I was talking with God recently about a person who had offended me. The offense was not deeply wounding—my toes had been stepped on and there was some money involved, but really, it wasn’t a big deal. I kept telling myself that: This is not a big deal.
But then if it wasn’t a big deal, how come I couldn’t stop thinking about it?
Eventually, when the offense kept nagging at me, I reluctantly decided to pray about it. “Reluctantly,” I say, because I was embarrassed that such a small thing could consume me so. I wished I didn’t have to admit to God how stuck I was.
But I pulled out my journal and began telling Him exactly what so-and-so had done and how angry it made me feel. My prayer was full of justifications for why it made sense for me to feel as I did. Reading over it now, I can tell you it was neither pretty nor “spiritual.” But it was honest, and I know that God desires truth in the inner places (Ps. 51:6).
After I’d poured it all out, I gave Him a chance to reply. What He said was gentle but firm: Forgive her.
Well, that’s hardly a surprise. Of course God would tell me to forgive her. The problem was, I really didn’t want to. I wasn’t proud of that, and I sure wasn’t trying to rebel against God! But despite the fact that my head agreed with God—of course I needed to forgive!—my heart was like a two-year-old about to have a tantrum.
What’s going on, Abba? Please help me! I can’t do this without your help!
His reply was immediate: What does spite look like?
An image of a woman with a permanent scowl on her face came to mind. I recognized her as someone who all her life had inwardly nursed petty offenses while saying outwardly “It’s no big deal.” If the woman had ever been attractive, she wasn’t now because her countenance was full of resentment and spite.
Oh, Father! I don’t want to look like that! I don’t want to be like that!
I immediately realized that to choose unforgiveness was also to choose resentment and spite. They are inseparable. And they have ugly consequences.
Then Father helped me to see the peace and wholeness that could be mine if I would forgive my offender and give Jesus the hurt. My anger started to dissipate. And soon my heart joined my head in wanting to forgive her. So I did.
And they all lived happily ever after. You wouldn’t believe me if I told you that, would you? So here’s the rest of the story: thoughts of the offense still return from time to time. But never as powerfully as they did before I forgave. When the thoughts come now, I remind myself that I have forgiven and I choose peace instead of spite. I ask God for help, and before long, I am peaceful again.
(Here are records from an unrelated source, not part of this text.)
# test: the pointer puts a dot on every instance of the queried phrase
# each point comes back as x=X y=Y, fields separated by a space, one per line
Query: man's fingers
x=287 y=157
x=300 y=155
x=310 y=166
Moral of the story? I can’t narrow it down to just one, so here are three:
- Forgiveness is a spiritual power struggle which cannot be won apart from the help God offers through prayer;
- To choose not to forgive is to invite ugly emotions to take up residence in your heart and eventually your countenance;
- Pouring out your heart to God—even (especially?) when what’s inside isn’t pretty—is always the best thing you can do. God promises to give mercy and grace in your time of need (Heb. 4:16).